In spite of his economy, however, he indulged his fancy for building. The villa he started as cardinal he brought to completion as Pope, and in the handsomest way. It was adorned with choice works of ancient art, although at one time he had scornfully opposed the cult of antiquity. There is an anecdote that relates how the cardinal suddenly was compelled to give up building his villa, when Gregory XIII., himself a great lover of building, was provoked by hearing that a mere cardinal was making a finer villa than the Pope’s. Then Montalto thought it advisable to hold back, feigning illness. But at this point the architect Domenico Fontana, who also believed in his master’s good luck, bought the entire place so that he could continue the work, and later on the Pope heaped honours on his head.
This story shows how important to the Romans was the size and splendour of this garden. But one reason why it was interrupted must have been the deplorable want of water in this part of the city, and the first order given by the Pope on the very day he ascended the papal chair, was that Domenico Fontana was to undertake the construction of the water conduit, Acqua Felice. Thus did he inaugurate a work that, as Ranke says, "brought more honour and glory to him in the town than was paid to any other Pope.” This gigantic work filled him and the architect with joy and pride when two years later it was completed. All Rome took part in the jubilation, and Torquato Tasso wrote a pompous poem in its praise, following the water on its path below the earth till gleefully it greets the sun which once shone upon the mighty Augustus. It was felt that now something had been made worthy of antique glory, and so it should be celebrated in an antique style. The Pope had one arm of the conduit taken through his garden and thence to the Quirinal, the other was to pour forth its streams at the Moses fountain at the Thermæ.

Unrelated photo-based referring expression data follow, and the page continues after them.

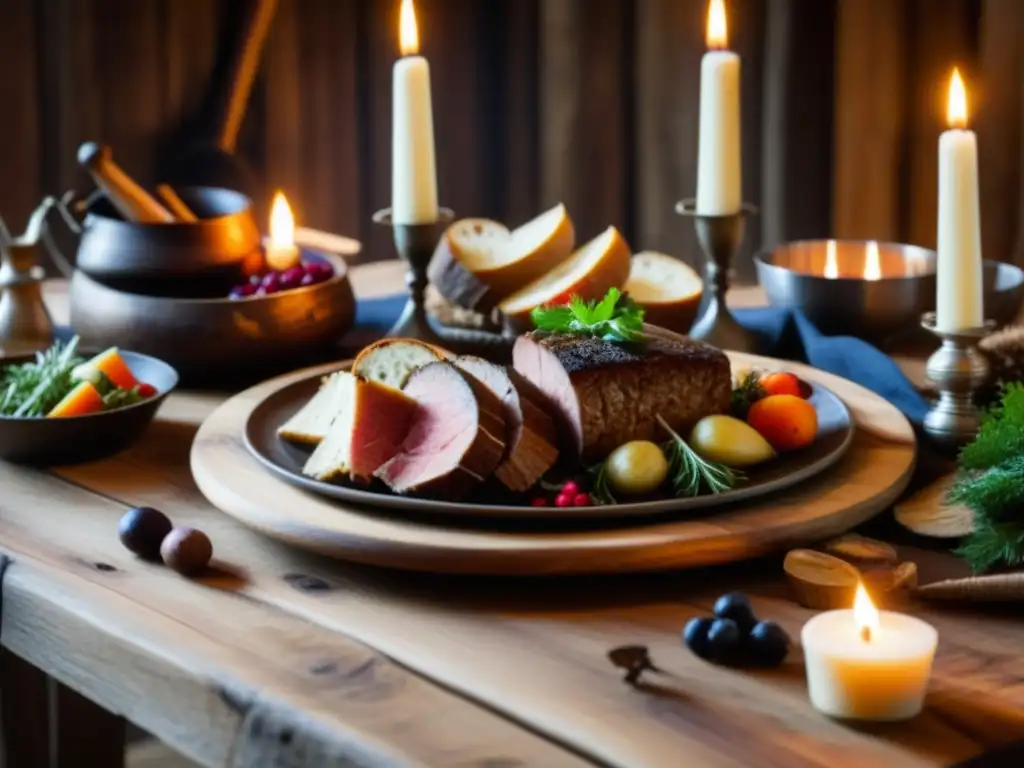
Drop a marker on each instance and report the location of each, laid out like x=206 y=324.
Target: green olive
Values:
x=729 y=441
x=636 y=467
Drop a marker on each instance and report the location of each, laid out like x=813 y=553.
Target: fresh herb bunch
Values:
x=31 y=389
x=615 y=317
x=745 y=393
x=690 y=473
x=991 y=484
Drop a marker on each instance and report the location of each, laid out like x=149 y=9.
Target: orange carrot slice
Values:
x=114 y=368
x=83 y=399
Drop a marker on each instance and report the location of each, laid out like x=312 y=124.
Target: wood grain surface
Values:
x=867 y=480
x=279 y=647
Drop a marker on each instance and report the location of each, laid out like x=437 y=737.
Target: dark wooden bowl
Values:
x=214 y=341
x=83 y=438
x=201 y=258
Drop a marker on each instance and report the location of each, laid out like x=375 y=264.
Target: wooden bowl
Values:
x=82 y=438
x=218 y=340
x=198 y=259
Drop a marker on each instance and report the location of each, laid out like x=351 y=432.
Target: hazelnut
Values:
x=142 y=529
x=186 y=550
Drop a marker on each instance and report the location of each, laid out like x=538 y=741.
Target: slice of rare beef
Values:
x=529 y=433
x=456 y=438
x=604 y=394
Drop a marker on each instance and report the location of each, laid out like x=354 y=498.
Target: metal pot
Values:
x=179 y=259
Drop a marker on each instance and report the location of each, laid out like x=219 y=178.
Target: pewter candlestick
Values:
x=720 y=238
x=957 y=371
x=415 y=245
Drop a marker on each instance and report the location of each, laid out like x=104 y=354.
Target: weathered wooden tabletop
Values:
x=288 y=659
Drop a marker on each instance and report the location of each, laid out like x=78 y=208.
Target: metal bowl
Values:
x=843 y=289
x=81 y=438
x=218 y=340
x=197 y=259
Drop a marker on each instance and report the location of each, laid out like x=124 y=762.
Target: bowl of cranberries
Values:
x=274 y=322
x=310 y=270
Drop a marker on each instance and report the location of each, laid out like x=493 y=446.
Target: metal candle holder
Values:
x=415 y=244
x=720 y=238
x=957 y=370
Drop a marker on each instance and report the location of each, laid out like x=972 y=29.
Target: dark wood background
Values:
x=592 y=102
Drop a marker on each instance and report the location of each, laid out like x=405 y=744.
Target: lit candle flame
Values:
x=872 y=261
x=865 y=615
x=282 y=222
x=832 y=261
x=409 y=33
x=717 y=34
x=956 y=101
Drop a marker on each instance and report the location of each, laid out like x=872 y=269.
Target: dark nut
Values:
x=186 y=551
x=142 y=529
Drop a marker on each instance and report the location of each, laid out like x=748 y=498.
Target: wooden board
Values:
x=866 y=481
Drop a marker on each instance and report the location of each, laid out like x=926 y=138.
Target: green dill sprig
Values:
x=990 y=482
x=692 y=474
x=32 y=389
x=615 y=317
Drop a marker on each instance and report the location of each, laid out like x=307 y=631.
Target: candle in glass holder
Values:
x=867 y=665
x=719 y=185
x=414 y=174
x=960 y=300
x=280 y=248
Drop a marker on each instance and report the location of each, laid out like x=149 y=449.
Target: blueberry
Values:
x=768 y=643
x=736 y=606
x=695 y=636
x=724 y=641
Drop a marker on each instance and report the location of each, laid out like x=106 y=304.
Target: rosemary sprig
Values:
x=600 y=493
x=690 y=473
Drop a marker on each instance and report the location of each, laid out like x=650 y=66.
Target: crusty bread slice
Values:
x=308 y=426
x=392 y=360
x=596 y=266
x=478 y=262
x=462 y=243
x=669 y=290
x=368 y=431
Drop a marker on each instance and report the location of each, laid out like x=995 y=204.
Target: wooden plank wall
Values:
x=589 y=101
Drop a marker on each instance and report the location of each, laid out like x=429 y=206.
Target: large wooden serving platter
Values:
x=866 y=480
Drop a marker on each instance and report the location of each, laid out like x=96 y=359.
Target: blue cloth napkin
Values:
x=787 y=334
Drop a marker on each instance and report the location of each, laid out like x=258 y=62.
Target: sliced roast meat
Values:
x=456 y=438
x=604 y=394
x=529 y=433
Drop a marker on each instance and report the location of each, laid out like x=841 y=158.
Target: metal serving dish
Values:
x=221 y=339
x=844 y=288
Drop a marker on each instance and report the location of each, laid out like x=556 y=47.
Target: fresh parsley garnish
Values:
x=991 y=484
x=615 y=317
x=691 y=474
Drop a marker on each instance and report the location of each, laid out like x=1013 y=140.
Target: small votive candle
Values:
x=867 y=665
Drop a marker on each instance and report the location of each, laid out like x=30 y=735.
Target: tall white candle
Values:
x=719 y=185
x=414 y=174
x=960 y=303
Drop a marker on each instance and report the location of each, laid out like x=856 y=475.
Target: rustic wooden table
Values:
x=286 y=658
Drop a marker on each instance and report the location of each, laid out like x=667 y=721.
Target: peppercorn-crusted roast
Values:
x=606 y=393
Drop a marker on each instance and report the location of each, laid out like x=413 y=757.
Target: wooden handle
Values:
x=134 y=203
x=175 y=204
x=244 y=73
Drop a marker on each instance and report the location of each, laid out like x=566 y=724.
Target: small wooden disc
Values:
x=866 y=481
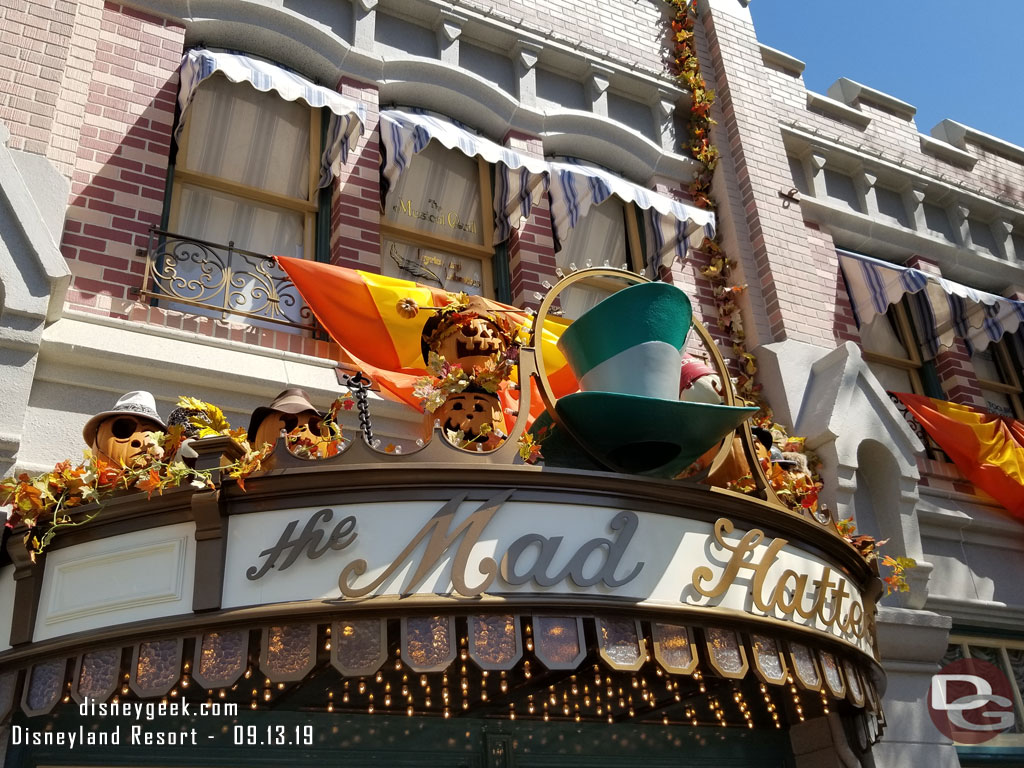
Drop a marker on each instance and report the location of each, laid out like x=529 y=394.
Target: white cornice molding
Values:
x=882 y=238
x=838 y=111
x=852 y=92
x=958 y=135
x=879 y=161
x=781 y=60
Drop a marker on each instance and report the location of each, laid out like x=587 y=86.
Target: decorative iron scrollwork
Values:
x=235 y=282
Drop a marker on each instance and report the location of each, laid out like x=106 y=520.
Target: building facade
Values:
x=153 y=153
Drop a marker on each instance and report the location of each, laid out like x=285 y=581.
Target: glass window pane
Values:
x=222 y=218
x=880 y=336
x=599 y=238
x=439 y=194
x=986 y=367
x=253 y=138
x=435 y=268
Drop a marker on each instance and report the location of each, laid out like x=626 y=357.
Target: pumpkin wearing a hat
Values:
x=469 y=336
x=292 y=412
x=119 y=435
x=467 y=333
x=467 y=412
x=626 y=353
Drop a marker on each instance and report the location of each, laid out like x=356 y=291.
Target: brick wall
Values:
x=118 y=181
x=35 y=50
x=788 y=268
x=355 y=235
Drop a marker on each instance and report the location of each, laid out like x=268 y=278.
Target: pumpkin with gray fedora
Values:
x=626 y=353
x=119 y=434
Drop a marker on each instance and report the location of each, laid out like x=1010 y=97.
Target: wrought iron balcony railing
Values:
x=225 y=281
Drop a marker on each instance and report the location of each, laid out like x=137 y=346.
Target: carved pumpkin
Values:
x=471 y=343
x=121 y=437
x=306 y=422
x=468 y=411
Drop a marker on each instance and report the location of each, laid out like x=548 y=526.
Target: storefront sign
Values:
x=515 y=549
x=432 y=213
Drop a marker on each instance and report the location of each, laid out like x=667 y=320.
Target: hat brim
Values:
x=263 y=411
x=89 y=430
x=647 y=435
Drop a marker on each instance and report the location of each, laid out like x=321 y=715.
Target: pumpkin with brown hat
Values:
x=292 y=412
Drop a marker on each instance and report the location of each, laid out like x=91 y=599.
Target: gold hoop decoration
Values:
x=547 y=393
x=718 y=361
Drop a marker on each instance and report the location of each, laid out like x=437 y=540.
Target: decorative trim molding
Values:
x=165 y=557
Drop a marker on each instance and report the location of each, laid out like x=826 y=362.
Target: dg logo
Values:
x=971 y=701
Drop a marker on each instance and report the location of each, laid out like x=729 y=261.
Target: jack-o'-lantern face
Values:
x=307 y=424
x=472 y=343
x=467 y=412
x=121 y=438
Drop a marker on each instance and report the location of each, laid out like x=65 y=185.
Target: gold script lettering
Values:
x=787 y=594
x=439 y=537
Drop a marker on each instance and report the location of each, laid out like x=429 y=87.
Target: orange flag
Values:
x=987 y=449
x=359 y=310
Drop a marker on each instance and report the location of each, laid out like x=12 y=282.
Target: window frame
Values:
x=1011 y=384
x=484 y=252
x=906 y=336
x=309 y=208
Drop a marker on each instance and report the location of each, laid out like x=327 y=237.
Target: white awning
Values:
x=347 y=116
x=672 y=228
x=942 y=309
x=519 y=178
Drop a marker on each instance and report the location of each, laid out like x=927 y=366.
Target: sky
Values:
x=961 y=60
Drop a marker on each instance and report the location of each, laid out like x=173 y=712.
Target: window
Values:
x=999 y=380
x=245 y=185
x=607 y=236
x=247 y=170
x=437 y=223
x=1008 y=656
x=892 y=351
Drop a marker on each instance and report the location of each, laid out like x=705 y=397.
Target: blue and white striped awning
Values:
x=519 y=179
x=673 y=227
x=347 y=116
x=942 y=309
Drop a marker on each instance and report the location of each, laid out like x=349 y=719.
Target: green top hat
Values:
x=626 y=353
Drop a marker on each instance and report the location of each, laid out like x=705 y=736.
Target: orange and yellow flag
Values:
x=987 y=449
x=359 y=310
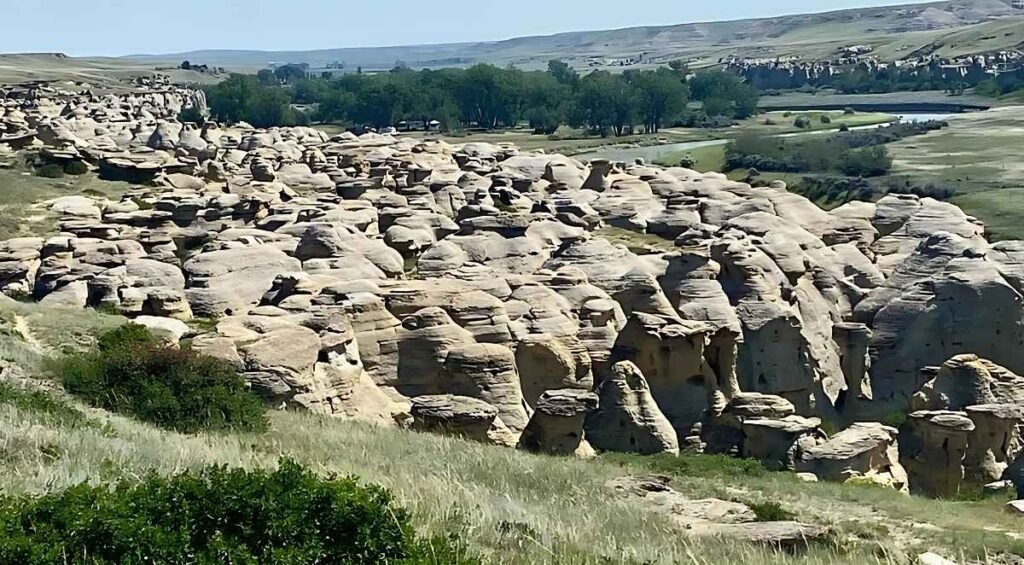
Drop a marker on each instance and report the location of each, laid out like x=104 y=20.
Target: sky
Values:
x=151 y=27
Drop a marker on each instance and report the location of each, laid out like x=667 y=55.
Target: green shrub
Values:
x=289 y=516
x=177 y=389
x=50 y=171
x=76 y=168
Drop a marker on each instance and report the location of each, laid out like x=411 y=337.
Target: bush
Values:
x=218 y=516
x=50 y=171
x=866 y=162
x=76 y=168
x=173 y=388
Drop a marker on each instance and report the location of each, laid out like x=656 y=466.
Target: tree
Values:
x=724 y=94
x=662 y=96
x=265 y=76
x=486 y=96
x=289 y=74
x=606 y=102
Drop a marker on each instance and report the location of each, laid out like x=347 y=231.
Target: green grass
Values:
x=979 y=156
x=710 y=159
x=20 y=190
x=48 y=408
x=509 y=507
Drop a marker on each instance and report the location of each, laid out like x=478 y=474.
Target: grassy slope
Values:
x=574 y=141
x=814 y=36
x=978 y=155
x=510 y=507
x=19 y=190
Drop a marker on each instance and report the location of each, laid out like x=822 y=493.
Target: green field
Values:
x=574 y=141
x=20 y=191
x=791 y=100
x=979 y=155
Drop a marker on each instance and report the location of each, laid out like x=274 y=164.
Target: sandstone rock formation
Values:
x=484 y=290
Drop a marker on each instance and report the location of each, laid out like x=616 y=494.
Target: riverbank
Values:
x=894 y=102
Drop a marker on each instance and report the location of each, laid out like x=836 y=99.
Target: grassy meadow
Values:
x=979 y=155
x=508 y=507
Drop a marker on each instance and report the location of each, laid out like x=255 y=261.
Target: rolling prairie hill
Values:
x=949 y=28
x=98 y=72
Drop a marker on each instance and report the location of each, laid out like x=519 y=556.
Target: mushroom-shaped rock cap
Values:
x=950 y=421
x=427 y=317
x=760 y=406
x=566 y=402
x=453 y=410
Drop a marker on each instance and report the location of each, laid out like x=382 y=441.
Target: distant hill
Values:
x=955 y=27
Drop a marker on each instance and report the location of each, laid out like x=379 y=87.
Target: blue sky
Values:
x=123 y=27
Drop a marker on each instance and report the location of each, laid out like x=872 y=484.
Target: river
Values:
x=650 y=154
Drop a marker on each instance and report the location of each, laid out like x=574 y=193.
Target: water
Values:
x=914 y=118
x=654 y=153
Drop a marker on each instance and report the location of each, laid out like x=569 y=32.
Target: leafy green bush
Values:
x=50 y=171
x=289 y=516
x=128 y=335
x=866 y=162
x=76 y=168
x=177 y=389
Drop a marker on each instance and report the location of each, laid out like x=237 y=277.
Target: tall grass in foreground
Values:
x=509 y=507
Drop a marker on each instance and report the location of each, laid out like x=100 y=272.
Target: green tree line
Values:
x=488 y=97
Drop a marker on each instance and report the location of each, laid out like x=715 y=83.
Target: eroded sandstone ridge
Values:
x=512 y=297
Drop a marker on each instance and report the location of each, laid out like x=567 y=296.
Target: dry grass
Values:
x=510 y=507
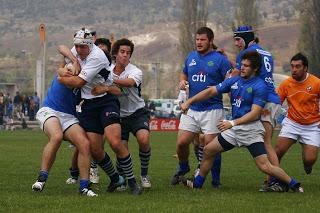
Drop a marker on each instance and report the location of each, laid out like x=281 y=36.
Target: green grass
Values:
x=20 y=154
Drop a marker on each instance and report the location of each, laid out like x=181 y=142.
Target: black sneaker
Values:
x=176 y=179
x=276 y=187
x=297 y=188
x=135 y=189
x=113 y=186
x=307 y=169
x=88 y=192
x=188 y=182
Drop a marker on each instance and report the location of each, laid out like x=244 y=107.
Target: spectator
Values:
x=36 y=101
x=17 y=101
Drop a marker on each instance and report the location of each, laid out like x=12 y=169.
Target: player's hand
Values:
x=184 y=107
x=99 y=89
x=224 y=125
x=183 y=85
x=64 y=72
x=76 y=68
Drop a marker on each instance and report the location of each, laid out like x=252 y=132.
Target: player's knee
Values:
x=265 y=167
x=84 y=147
x=208 y=152
x=309 y=160
x=57 y=138
x=278 y=151
x=144 y=144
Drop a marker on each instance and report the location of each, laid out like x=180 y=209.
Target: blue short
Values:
x=255 y=149
x=134 y=122
x=98 y=113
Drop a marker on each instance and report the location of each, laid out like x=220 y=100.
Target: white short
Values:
x=66 y=120
x=270 y=113
x=306 y=134
x=201 y=121
x=245 y=134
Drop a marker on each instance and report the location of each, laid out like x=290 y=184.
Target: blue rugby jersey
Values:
x=205 y=71
x=244 y=93
x=60 y=98
x=266 y=70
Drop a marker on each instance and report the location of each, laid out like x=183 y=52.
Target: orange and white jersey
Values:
x=303 y=99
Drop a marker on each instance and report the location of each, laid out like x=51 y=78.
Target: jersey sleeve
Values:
x=238 y=62
x=281 y=92
x=226 y=66
x=92 y=68
x=224 y=87
x=260 y=95
x=136 y=75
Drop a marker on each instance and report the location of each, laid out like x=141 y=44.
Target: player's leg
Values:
x=112 y=133
x=218 y=145
x=208 y=122
x=104 y=160
x=283 y=145
x=188 y=129
x=268 y=118
x=143 y=138
x=309 y=156
x=182 y=149
x=310 y=141
x=265 y=166
x=74 y=170
x=53 y=130
x=216 y=166
x=78 y=137
x=272 y=155
x=287 y=137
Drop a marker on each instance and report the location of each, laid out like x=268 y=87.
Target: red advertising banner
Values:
x=164 y=124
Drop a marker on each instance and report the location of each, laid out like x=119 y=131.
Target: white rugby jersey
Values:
x=94 y=70
x=130 y=99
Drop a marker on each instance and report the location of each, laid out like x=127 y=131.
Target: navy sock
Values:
x=107 y=166
x=93 y=164
x=183 y=167
x=292 y=183
x=43 y=176
x=198 y=181
x=144 y=159
x=215 y=170
x=74 y=173
x=127 y=167
x=84 y=183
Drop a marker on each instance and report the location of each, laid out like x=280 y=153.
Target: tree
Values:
x=194 y=15
x=309 y=41
x=246 y=13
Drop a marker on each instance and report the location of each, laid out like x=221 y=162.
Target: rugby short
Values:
x=98 y=113
x=66 y=120
x=134 y=122
x=270 y=113
x=306 y=134
x=201 y=121
x=244 y=135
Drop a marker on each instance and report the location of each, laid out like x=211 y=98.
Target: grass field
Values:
x=20 y=154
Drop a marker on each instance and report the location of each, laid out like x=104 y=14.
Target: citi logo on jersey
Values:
x=309 y=88
x=199 y=77
x=192 y=63
x=237 y=102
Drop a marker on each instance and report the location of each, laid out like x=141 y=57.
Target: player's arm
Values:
x=281 y=92
x=201 y=96
x=128 y=82
x=235 y=72
x=72 y=81
x=66 y=52
x=253 y=115
x=101 y=89
x=183 y=84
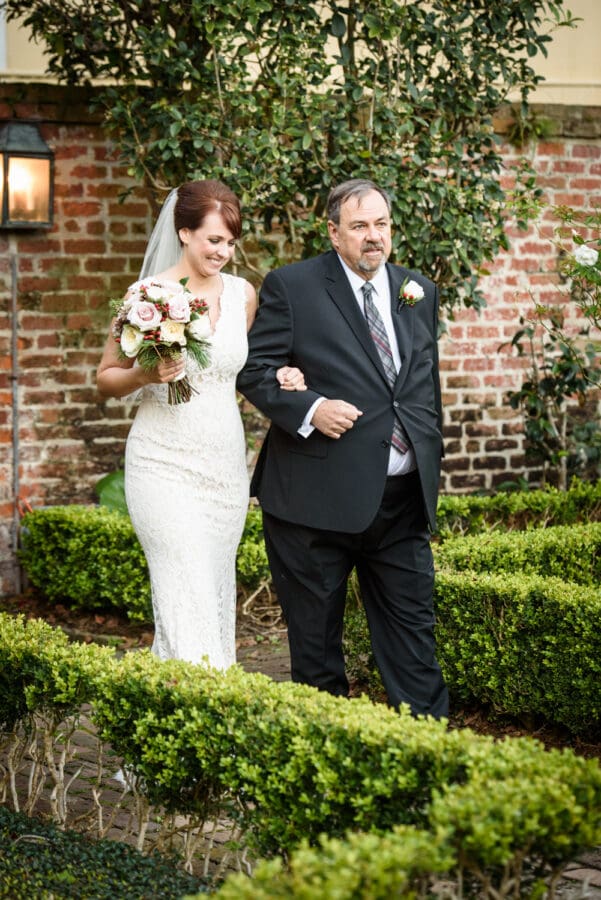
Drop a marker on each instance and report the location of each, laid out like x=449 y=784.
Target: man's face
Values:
x=363 y=237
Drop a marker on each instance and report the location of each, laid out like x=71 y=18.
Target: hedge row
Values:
x=569 y=552
x=89 y=557
x=471 y=514
x=523 y=645
x=525 y=641
x=290 y=763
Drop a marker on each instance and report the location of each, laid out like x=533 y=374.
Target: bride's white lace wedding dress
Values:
x=186 y=486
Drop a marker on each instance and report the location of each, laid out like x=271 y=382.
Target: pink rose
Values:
x=144 y=315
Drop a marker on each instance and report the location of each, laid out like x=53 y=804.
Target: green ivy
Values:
x=284 y=99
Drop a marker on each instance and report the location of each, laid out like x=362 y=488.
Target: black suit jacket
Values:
x=308 y=317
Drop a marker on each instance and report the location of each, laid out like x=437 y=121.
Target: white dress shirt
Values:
x=398 y=463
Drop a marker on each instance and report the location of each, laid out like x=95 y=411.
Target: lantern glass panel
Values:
x=28 y=186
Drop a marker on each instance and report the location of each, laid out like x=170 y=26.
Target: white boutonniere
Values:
x=410 y=293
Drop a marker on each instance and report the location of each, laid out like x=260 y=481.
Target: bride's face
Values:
x=209 y=247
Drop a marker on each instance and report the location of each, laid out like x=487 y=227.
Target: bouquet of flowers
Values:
x=158 y=321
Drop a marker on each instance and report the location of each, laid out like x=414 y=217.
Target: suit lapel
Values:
x=340 y=291
x=402 y=322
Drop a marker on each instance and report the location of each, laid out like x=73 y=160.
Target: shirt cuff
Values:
x=306 y=428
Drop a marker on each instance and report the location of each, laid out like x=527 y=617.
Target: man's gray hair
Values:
x=355 y=187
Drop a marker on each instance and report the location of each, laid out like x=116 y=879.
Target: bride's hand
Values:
x=167 y=370
x=291 y=379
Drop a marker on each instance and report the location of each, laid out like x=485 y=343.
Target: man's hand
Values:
x=334 y=417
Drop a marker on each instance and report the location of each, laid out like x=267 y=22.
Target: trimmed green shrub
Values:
x=569 y=552
x=290 y=763
x=42 y=671
x=88 y=557
x=38 y=860
x=523 y=645
x=252 y=565
x=519 y=509
x=375 y=867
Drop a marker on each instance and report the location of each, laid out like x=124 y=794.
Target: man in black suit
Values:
x=349 y=471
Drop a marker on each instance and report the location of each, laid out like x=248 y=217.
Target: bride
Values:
x=186 y=480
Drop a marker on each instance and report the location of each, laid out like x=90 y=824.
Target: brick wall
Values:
x=483 y=435
x=68 y=438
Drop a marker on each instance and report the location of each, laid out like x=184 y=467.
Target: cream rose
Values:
x=179 y=308
x=173 y=332
x=412 y=292
x=586 y=256
x=144 y=315
x=131 y=340
x=154 y=292
x=199 y=328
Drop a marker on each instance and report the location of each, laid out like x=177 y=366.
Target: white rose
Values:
x=154 y=291
x=144 y=316
x=131 y=340
x=173 y=332
x=179 y=308
x=586 y=256
x=199 y=329
x=413 y=291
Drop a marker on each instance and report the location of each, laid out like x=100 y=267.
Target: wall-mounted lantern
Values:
x=26 y=178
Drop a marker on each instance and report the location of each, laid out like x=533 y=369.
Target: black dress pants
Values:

The Villa Montalto which only a few decades ago stood “ beautiful and dignified in wild surroundings “ is now completely swamped in a sea of houses, stretching from the Esquilme and Viminal between the church of S. Maria Maggiore and the Thermæ. The architect, Domenico Fontana, was the first of a whole family of architects, who gained their chief reputation by the laying out of gardens in the seventeenth century. Like his master, Domenico had risen in the world; from a bricklayer’s apprentice in the service of Sixtus V. he had become his architect, and finally he was almost exclusively employed. The casino at the villa was not large and its façade was only approached by one entrance loggia, and Fontana’s particular ability is shown in his spacing, which is remarkable in the massive features of the garden grouped about the Palazzo Felice. One can imagine nothing more magnificent than the approach to the casino from the side of the Esquilne near the church of S. Maria Maggiore.
Through a large gate one steps into a garden where three splendid cypress avenues diverge; and at the point where they end there are two grand lion fountains, which seem to be fastened together by a kind of clasp or chain. The middle avenue leads directly to the entrance loggia with its three arches, and we must think of it as described by Evelyn—full of statues, inscriptions, reliefs, and other antique marbles, “such that one could not imagine anything more splendid and gay.” The palace has giardini secreti half-way to the height of the first story, and there is a higher terrace behind, There are various grottoes in the walls, and behind the casino there is a semicircular level part with a fountain and vases put up between hedges.
A large cypress avenue starting from here crosses another that began at the second gate at the baths, in a round place where a great many water devices are assembled. These two main avenues reached the wrought-iron gates of the flower-garden, and were then continued in the park which surrounds this garden on the north and east; and both of these avenues, which end in hills with statues upon them, give a point de vue very clearly, as they are straight as well as long.
If we compare this with all the other gardens we have examined, the continuity is obvious and significant. We have always found hitherto that in the flower-garden at least there has been a formal distribution of beds in squares and bordered with hedges, or else paths arched over with foliage. Then in the gardens of Ligorio, Vignola, and others, the architectural effect has been obtained by either water or terraces. Here for the very first time the artist is working in a larger style with perspective. Long avenues are made with definite endings, architecture or sculpture. The beds must be arranged to suit the form of the avenues: large, open, or semicircular spaces at the beginning of the avenues increase the grandeur of the outlook, as Evelyn particularly notes. Their size is increased once more by the extension of the flower-garden into the park; the importance of this feature will be seen later on. The many beautiful fountains—unhappily all entirely perished—are something more than an adornment of separate parts of the garden or avenues, for they really dominate the whole composition, and are a leading motive. Villa Montalto is in this respect not only the first in a particular style, but it is destined to be for long the only one. More than half a century later Fontana’s ideas are united to those of the French garden, and proceed to what is still more important and built on a larger foundation.
Villa Montalto had not only its own points de vue to rejoice in, but also the help of buildings outside. This attraction was not the least that was felt by the Pope when he chose the site for his villa, seeing that on one side there were the mighty towers and cupolas of the church of S. Maria Maggiore, on the east, looking through a great avenue, the little church of San Antonio, and on the west the ruins of the baths of Diocletian which extended right up to the park. Ever since Alberti's time the view from the garden had been an important consideration, and in a country that was so rich in the beauties of landscape scenery, it was easy enough to find a view. But Rome offered more than this with its abundance of ruins and churches, and it did not take long to see how a villa would be enriched by a view of such architecture.